Geothermal use cases and business models are likely to increase as entrepreneurs identify new applications resulting from enabling technologies and policies. In the future, as developers seek ways to create additional revenues and cut costs, geothermal wells could be used for green hydrogen production or to support CCUS. In theory, green hydrogen can be made more efficiently with geothermal energy than with wind or solar power because the pressure inside a well enables more hydrogen to be produced with the same amount of energy. US start-up GreenFire Energy is currently trialing technology that would enable this possibility. Similarly, Chevron and Indonesia’s Pertamina are exploring combining geothermal and carbon sequestration wells with the aim of reducing drilling expenses and creating new potential sources of revenue.

A New Landscape

The emerging possibilities in low-enthalpy geothermal enabled by technological advances and a multi-service business model will open the door to new players and reward incumbents that are able to adapt to a changing environment. In the future, we expect a range of players to participate in the sector, including:

• Oil and gas companies looking for ways to maximize their use of depleted hydrocarbon fields.
• Investors and start-ups acquiring legacy oil and gas fields or areas of geothermal potential so they can exploit them, using new development approaches.
• Technology players creating fresh solutions, such as deeper drilling methods, that drive sector growth.
• Geothermal incumbents using a multi-service approach to make low-enthalpy wells more commercially viable and expand their portfolios.
• Power utilities diversifying their fleet of generators to include geothermal wells.
• Governments using regulatory incentives and streamlined permitting to kick-start or support geothermal investments.
• Developers and operators of hybrid dispatchable energy systems (which combine geothermal with other renewables sources), direct air capture facilities (which use geothermal to lower capture costs), and residential and commercial heating, ventilation, and air conditioning solutions (which use geothermal for heating and to lower the greenhouse gas footprint of buildings).

In this landscape, players that form alliances with others, ensuring they have a range of capabilities and can act quickly when bidding for projects, may be well placed to gain a competitive advantage. For example, oil and gas companies could partner with geothermal developers. In return for sharing their drilling know-how, the oil and gas players would have access to the developers’ power market expertise. Utilities and technology companies could also be included in alliances because of their role as major off-takers or key technology suppliers.

Geothermal has huge potential. With greater investment, technological advances, and more supportive policies, it promises to be an affordable source of energy. It is also sustainable and provides a secure and reliable energy supply. Consequently, geothermal could play a significant role in tackling the global energy trilemma.

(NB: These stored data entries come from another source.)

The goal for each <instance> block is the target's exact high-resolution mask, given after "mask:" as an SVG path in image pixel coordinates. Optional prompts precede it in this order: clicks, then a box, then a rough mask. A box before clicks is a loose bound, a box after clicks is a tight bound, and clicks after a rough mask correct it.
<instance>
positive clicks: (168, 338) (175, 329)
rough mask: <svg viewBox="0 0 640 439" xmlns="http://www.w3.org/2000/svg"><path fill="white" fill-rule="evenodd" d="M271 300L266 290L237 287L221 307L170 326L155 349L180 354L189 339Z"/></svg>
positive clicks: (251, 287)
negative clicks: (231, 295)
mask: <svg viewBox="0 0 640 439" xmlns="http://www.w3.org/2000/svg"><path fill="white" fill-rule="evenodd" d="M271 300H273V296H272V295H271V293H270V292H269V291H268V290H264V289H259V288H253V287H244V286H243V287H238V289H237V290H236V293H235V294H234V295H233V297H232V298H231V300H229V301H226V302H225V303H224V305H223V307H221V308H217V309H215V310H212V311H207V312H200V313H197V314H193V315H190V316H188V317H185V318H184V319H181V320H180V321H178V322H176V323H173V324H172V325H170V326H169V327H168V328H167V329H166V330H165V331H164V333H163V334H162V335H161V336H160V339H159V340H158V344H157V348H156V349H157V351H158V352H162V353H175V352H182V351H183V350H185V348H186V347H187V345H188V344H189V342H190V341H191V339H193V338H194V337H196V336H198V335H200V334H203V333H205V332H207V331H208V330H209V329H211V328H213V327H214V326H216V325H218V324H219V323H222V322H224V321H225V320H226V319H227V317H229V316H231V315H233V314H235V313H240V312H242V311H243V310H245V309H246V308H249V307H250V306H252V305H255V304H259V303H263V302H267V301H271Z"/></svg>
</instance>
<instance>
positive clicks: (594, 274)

However, tapping geothermal’s potential is not necessarily straightforward or easy for companies—especially when their plans involve leading-edge technologies or multiple services. Companies should start by assessing their current capabilities, deciding what new geothermal services they can offer, and understanding the drivers required to unlock these revenue streams.

Once they have done that, they will need to acquire or put in place key enablers to achieve their goals. These are likely to include an appropriate operating model and capabilities that support their intended business model, an effective ecosystem of players that complements that business model along the value chain, access to financing and the right technologies, as well as supportive regulations and permitting processes.

With these enablers in place, players—and governments—will be well positioned to capture the significant benefits offered by geothermal.